The Integration Foundation will be launching a number of procurements and application rounds in the near future, two of which we will be organising for the first time. Namely, we will be opening an application round for the organisation of sports and cultural events all over Estonia being funded by the Ministry of Finance. We will also be launching a procurement to find a partner to teach Estonian and English to entrepreneurs and key employees of companies in Ida-Viru County. In February we will also be launching a procurement for the organisation of language camps for young foreign Estonians, and on 25 February opening a round of applications for support for foreign Estonian cultural associations. You can find out more about the competitions we are organising at here.
The ‘Ku-Ku’ Estonian Language fair will shortly be held once again. In Narva the fair will take place in Narva College of the University of Tartu from 11:00-16:00 on 9 March, while in Tallinn it will be held at the Song Festival Grounds from 11:00-17:00 on 23 March.
The fair is designed to promote different ways of learning Estonian.

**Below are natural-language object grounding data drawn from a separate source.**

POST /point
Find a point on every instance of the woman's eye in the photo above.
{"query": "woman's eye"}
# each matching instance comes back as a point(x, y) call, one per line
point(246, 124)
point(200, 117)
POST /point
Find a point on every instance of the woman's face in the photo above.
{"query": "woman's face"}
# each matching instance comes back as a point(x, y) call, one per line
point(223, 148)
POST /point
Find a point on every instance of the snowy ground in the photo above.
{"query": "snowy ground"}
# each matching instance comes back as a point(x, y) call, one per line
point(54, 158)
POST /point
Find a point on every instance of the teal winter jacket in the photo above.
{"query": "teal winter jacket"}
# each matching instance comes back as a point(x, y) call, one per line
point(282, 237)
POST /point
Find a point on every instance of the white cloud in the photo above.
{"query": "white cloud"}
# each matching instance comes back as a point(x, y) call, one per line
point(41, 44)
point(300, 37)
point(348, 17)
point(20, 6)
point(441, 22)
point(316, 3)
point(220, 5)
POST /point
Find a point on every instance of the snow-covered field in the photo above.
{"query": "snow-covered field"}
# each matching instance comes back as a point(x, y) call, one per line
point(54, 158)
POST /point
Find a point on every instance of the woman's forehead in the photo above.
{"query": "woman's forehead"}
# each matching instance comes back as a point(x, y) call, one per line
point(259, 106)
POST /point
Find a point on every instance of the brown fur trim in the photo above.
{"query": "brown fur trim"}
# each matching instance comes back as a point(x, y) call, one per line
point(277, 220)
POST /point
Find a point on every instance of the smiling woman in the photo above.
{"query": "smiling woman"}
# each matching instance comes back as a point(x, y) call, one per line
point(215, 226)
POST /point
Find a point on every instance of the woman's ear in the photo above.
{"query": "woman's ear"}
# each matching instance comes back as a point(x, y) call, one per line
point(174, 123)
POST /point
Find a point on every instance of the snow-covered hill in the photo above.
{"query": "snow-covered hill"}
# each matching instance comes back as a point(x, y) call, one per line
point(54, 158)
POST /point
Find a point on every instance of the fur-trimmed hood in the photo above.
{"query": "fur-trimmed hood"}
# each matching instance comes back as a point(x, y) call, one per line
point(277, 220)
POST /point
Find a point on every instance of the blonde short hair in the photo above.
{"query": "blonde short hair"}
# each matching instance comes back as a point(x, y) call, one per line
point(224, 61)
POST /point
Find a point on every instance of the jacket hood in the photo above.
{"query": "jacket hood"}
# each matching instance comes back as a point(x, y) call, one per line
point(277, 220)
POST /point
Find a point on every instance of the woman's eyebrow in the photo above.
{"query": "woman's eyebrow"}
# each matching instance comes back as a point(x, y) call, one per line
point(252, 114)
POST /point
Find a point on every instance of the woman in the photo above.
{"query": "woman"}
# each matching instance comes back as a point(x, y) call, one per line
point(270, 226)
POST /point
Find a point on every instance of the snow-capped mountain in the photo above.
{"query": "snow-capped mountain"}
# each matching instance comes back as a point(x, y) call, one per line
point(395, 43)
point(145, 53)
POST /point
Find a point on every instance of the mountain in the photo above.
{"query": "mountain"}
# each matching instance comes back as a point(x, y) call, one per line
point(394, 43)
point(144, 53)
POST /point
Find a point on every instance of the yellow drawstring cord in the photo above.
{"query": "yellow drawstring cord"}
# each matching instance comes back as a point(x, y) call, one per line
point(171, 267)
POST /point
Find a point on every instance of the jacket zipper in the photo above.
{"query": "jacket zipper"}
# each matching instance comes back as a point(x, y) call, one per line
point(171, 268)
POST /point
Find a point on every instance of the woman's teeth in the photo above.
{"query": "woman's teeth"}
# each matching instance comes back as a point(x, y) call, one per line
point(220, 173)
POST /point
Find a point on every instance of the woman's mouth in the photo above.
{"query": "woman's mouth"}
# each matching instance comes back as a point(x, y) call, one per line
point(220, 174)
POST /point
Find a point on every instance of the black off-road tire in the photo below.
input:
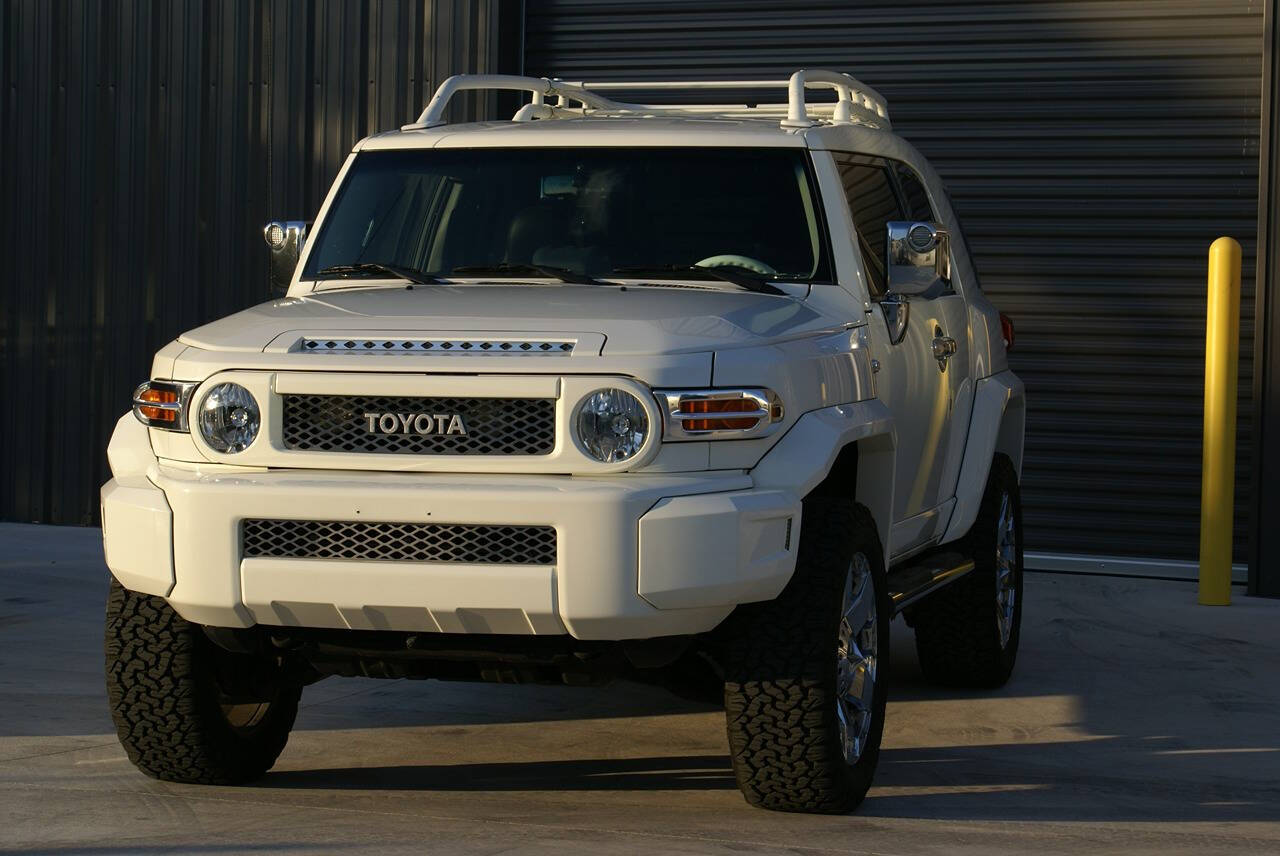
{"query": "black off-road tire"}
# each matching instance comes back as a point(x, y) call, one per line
point(167, 701)
point(780, 663)
point(956, 630)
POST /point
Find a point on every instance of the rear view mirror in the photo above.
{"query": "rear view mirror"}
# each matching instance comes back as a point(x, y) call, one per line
point(286, 239)
point(919, 257)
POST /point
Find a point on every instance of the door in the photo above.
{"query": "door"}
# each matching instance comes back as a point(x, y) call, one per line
point(923, 379)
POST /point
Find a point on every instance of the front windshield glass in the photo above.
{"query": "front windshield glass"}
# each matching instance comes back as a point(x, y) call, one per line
point(631, 213)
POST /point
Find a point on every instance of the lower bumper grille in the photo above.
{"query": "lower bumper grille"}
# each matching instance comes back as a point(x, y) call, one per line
point(461, 543)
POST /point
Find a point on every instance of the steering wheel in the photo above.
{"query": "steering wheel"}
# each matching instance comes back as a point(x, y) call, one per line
point(730, 260)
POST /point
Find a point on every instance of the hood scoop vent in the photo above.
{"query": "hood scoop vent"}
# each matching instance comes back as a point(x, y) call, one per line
point(460, 347)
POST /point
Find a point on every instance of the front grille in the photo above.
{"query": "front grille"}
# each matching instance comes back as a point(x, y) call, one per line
point(472, 544)
point(493, 425)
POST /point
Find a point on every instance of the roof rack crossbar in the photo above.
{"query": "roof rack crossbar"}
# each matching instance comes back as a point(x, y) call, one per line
point(855, 101)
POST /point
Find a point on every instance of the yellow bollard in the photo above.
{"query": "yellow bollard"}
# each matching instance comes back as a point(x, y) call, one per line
point(1217, 472)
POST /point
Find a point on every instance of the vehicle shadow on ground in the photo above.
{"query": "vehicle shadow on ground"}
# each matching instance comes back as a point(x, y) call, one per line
point(999, 782)
point(673, 773)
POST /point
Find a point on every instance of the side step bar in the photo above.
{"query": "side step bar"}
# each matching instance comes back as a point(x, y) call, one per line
point(913, 581)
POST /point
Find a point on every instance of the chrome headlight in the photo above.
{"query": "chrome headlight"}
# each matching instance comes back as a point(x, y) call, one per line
point(612, 425)
point(229, 419)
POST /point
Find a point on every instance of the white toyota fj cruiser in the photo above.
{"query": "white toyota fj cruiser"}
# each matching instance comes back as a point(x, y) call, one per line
point(702, 396)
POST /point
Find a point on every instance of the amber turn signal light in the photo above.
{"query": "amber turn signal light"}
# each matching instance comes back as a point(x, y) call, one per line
point(163, 403)
point(720, 406)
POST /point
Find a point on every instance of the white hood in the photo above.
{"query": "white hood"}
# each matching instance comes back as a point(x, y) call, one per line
point(632, 319)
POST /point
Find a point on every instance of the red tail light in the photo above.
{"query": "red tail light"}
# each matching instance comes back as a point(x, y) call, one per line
point(1006, 330)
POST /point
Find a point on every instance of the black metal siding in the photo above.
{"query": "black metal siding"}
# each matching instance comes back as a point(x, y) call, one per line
point(142, 147)
point(1095, 149)
point(1265, 546)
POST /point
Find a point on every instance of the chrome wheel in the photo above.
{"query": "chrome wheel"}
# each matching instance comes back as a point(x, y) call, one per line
point(855, 659)
point(1006, 568)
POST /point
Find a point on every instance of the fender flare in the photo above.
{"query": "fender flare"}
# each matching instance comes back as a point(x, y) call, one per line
point(804, 457)
point(997, 426)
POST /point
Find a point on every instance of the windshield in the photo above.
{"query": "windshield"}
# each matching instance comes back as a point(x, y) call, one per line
point(631, 213)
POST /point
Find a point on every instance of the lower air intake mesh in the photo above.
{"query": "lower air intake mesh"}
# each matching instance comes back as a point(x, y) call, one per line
point(460, 543)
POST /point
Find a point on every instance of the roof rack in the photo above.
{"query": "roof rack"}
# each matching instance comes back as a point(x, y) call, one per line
point(855, 101)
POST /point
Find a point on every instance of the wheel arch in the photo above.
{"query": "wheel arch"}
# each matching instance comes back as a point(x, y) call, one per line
point(850, 449)
point(997, 426)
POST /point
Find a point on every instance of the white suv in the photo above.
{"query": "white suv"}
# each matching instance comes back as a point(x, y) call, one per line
point(702, 396)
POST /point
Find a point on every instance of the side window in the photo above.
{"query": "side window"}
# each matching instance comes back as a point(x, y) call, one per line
point(872, 204)
point(915, 200)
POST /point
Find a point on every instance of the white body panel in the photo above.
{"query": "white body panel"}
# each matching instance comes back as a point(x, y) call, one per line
point(667, 543)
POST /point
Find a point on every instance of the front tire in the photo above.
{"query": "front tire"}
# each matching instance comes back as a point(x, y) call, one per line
point(165, 687)
point(967, 634)
point(807, 673)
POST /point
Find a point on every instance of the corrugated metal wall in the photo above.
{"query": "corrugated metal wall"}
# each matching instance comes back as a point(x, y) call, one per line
point(142, 147)
point(1093, 149)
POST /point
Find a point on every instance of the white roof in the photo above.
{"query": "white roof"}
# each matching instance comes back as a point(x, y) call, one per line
point(593, 132)
point(562, 113)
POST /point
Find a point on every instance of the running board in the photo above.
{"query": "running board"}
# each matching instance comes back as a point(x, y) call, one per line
point(910, 582)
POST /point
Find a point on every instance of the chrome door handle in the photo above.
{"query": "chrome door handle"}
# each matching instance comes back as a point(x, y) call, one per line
point(944, 348)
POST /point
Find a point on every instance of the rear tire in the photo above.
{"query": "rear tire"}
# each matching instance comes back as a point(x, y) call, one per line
point(164, 685)
point(807, 673)
point(967, 632)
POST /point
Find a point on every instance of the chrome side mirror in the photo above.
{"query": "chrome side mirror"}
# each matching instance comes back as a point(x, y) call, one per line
point(286, 239)
point(897, 310)
point(919, 257)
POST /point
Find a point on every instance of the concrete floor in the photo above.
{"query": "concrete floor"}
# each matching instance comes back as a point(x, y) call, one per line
point(1136, 722)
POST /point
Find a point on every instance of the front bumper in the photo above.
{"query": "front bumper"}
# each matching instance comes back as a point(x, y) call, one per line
point(638, 555)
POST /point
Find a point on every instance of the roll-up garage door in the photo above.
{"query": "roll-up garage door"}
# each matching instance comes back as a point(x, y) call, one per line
point(1093, 149)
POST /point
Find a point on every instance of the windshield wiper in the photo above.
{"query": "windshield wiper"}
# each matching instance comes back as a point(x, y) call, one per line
point(740, 277)
point(398, 271)
point(562, 274)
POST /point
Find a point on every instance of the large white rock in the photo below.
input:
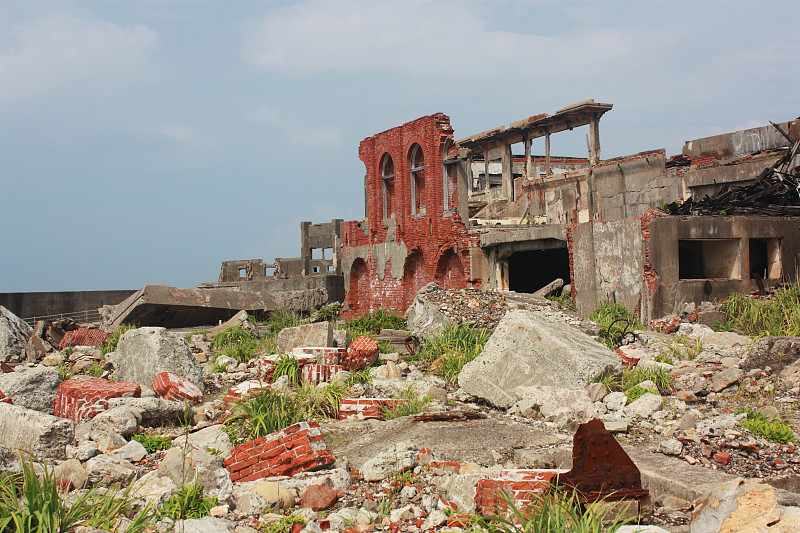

As part of the event you can:
take a look at the latest study materials;
play brand new language-learning games;
find the right learning format for you;
obtain advice on preparing for the state language exam;
find out all about language immersion;
attend a language café; and
take part in a workshop highlighting the differences between language-learning methods and showing you how to choose the method that is right for you and how to use everyday objects and opportunities to improve your language skills.
Adult learners with different levels of Estonian and different learning needs are welcome to attend the fair.
There will be a prize draw on the hour, every hour. Plus there will be a café, and fun activities will be organised for children. At the Narva fair there will be entertainment from the folk dance group ‘Päikeseratas’, the Hot Arabian Show and the Snake Show. In Tallinn visitors will be entertained by the ‘Fox’ roller-figure skating club, the ‘Leigarid’ folk dance association, fire-wielding magician Maikl and the AN2M acrobats.
Admission to the fair is free of charge.
Organisation of the language fair is being financed by the Ministry of Culture and via the European Social Fund project ‘Terms and conditions of the provision of support for activities promoting integration in Estonian society’.